# Suspension replacement collecting parts



## Jopet (Aug 10, 2009)

Hello! started on this project that I've been putting off too long. I'm buying suspension parts a few pieces at a time. I plan to replace the whole assembly, front and back. 
My first issue: Thrust bearings. I bought online, got two. Did not have any description whether left or right. They arrived and I got two different thrust bearings. One is one piece and have no moving parts, the other is like a bearing where the insides and outside parts turn. They both have approximately the same size.
Are these ok to use? or they messed up my order?


----------



## jdg (Aug 27, 2009)

Thrust bearings? Are you talking about the upper strut mount bearings?


----------



## Jopet (Aug 10, 2009)

Yes. sorry about that. I forgot to mention, another challenge is the names of the parts seem to be different from the FSM


----------



## jdg (Aug 27, 2009)

Ya, I just checked my manual as well...thrust bearings. I'll still call them upper strut mounts...'cause I'm stubborn.

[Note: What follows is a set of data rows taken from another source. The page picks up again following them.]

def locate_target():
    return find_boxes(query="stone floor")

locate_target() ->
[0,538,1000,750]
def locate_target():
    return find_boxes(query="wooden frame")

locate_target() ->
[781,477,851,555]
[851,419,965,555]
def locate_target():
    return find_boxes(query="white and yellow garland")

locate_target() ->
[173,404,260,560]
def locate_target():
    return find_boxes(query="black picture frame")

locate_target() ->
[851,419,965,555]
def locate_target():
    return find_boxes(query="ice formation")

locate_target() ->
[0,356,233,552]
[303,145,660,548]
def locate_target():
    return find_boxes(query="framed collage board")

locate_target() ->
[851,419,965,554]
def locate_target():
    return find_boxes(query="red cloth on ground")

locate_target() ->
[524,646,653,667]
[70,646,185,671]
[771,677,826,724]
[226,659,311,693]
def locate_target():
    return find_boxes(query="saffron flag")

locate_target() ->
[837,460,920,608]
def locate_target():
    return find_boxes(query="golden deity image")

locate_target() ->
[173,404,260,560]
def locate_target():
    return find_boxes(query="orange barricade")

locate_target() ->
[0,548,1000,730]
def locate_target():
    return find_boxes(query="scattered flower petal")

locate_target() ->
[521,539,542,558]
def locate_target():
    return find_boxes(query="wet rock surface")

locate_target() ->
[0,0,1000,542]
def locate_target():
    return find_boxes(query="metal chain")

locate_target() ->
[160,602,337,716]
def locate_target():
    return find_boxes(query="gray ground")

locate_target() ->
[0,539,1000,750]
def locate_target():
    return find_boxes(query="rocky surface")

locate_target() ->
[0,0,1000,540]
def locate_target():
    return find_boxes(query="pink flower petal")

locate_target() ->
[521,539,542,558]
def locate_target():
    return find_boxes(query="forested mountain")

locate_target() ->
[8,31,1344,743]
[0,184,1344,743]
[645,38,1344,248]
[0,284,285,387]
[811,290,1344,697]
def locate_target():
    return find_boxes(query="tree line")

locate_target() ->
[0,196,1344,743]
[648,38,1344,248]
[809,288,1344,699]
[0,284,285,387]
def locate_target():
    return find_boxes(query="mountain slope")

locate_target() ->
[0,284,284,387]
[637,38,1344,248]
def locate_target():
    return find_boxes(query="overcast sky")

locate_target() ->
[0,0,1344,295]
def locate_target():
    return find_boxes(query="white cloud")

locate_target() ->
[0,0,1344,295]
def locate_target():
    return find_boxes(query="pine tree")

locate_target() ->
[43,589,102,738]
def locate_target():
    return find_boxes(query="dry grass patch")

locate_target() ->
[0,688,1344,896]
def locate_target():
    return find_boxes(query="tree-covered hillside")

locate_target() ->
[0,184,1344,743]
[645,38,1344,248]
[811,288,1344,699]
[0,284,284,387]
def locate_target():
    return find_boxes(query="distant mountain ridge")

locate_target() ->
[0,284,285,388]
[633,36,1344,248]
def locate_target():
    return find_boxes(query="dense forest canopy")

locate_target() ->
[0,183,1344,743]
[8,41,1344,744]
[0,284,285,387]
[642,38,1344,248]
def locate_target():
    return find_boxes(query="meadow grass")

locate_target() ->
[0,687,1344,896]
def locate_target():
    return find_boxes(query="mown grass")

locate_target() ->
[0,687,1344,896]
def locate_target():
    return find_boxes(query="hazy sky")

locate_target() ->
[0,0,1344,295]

At any rate, yes, they are supposed to identical and one part will spin on a set of needle bearings in the bottom of the mount.
The top of the strut sits on the bottom of the mount. The mount allows the strut to turn smoothly. Piece of cake to change once the struts are out of the way. 3 nuts/bolts, done and done.
SM5066 is the part number I used.

P.S. Too bad you didn't live down the street from me. I've got a '97 GXE that I put all new front/rear suspension on (shocks, struts, mounts, bushings, control arms, boots, everything). Put about a 1,000 miles on it, maybe 3 weeks of driving, and the wife got hit on the front/right quarter. No suspension damage that I could tell, car drove straight for the 1/8 mile up the driveway after getting dropped off by the flatbed tow truck (except that alternator was busted in half, serpentine belt fell off, radiator cracked in half/leaking, A/C lines mulched, front clip hanging/dragging, air bags deployed, windshield busted out)...but hey...it started and ran for the couple of minutes it took to move it.


----------



## azkicker0027 (May 31, 2002)

well, hold on now. what are you trying to do? I recommend to sort this out before buying parts so you don't end up with new parts that you'll just set aside for performance/better parts that you actually need. Are you going for coilovers or springs/shocks? would you need a lot of camber, or just right? how low are you going? maybe airbags? form or function? look up Tein as well. I think they still have the springs and an adjustable mount for extra camber. 
I had KYB AGX's with Eibach pro-kits with Tein pillowball mounts at one time. did away with the teins due to height issues. 
just a suggestion.


----------



## Jopet (Aug 10, 2009)

don't worry I know what I'm doing  Been reading on this for a couple of years now. Thing is, I have not done this project, so I'm not familiar with all the parts I need. 
For instance, got a little issue with the front lower seat. I have seen on other suspension threads that nobody manufactures them. A few months back I saw these parts start to come up online. So I ordered and a few days ago. First I got - parts out of stock, choose a replacement. then they sent me a GM part!
Now they said keep that for a couple of weeks and we'll send you the right part. In a few minutes - part out stock again - choose a replacement.
Maybe I don't need the part? I know some struts come with the lower seat. I'm planning to get the AGX as well. 
Thanks for the advice


----------



## Jopet (Aug 10, 2009)

Ok, guys. One more part and I have everything. Except, I can't find it even at courtesyparts. Its the rear shock absorber mounting seal. I believe its the spacer as its called in the front end. 
Can I reuse the old one?
TY


----------



## Jopet (Aug 10, 2009)

NVM.
Got my answer. Searched using the part number. Found some for the G20. Keep forgetting its mostly the same car. Parts are just more pricey.


----------



## Jopet (Aug 10, 2009)

Hello again!! 
Need to know the best method to torque down front upper strut nut. 
Is it ok to torque it down installed in the vehicle while its on the ground?
I've read many different methods, wanted to know if this is ok with our cars
Thanks!!


----------



## jdg (Aug 27, 2009)

I've done it both ways. Hanging on my 97 Sentra. On the ground on my 98 200SX.
Never noticed a difference...Not both ways are right though...Don't know which one is more "correct".


----------



## BoostedGa16 (Sep 7, 2014)

Az, im running teins with kyb shocks,i assume theyre the street level teins but i could be wrong, they came with the car.Anwyay,whats that pillowball you were talking about?Is there something i can add to my coilovers for camber adj.? I'm running some 18" rims with no offset at the moment,but plan to kick it down to 15" with a fat lip and an ignorant amount of negative camber lol


----------



## Jopet (Aug 10, 2009)

I've gone through pillowball mounts in my search. Tein part- top front strut mount. I believe it the whole top in ine piece. It will give you a smoother feel hence the bame "pillow". It will however increase the ride height because of its size.


----------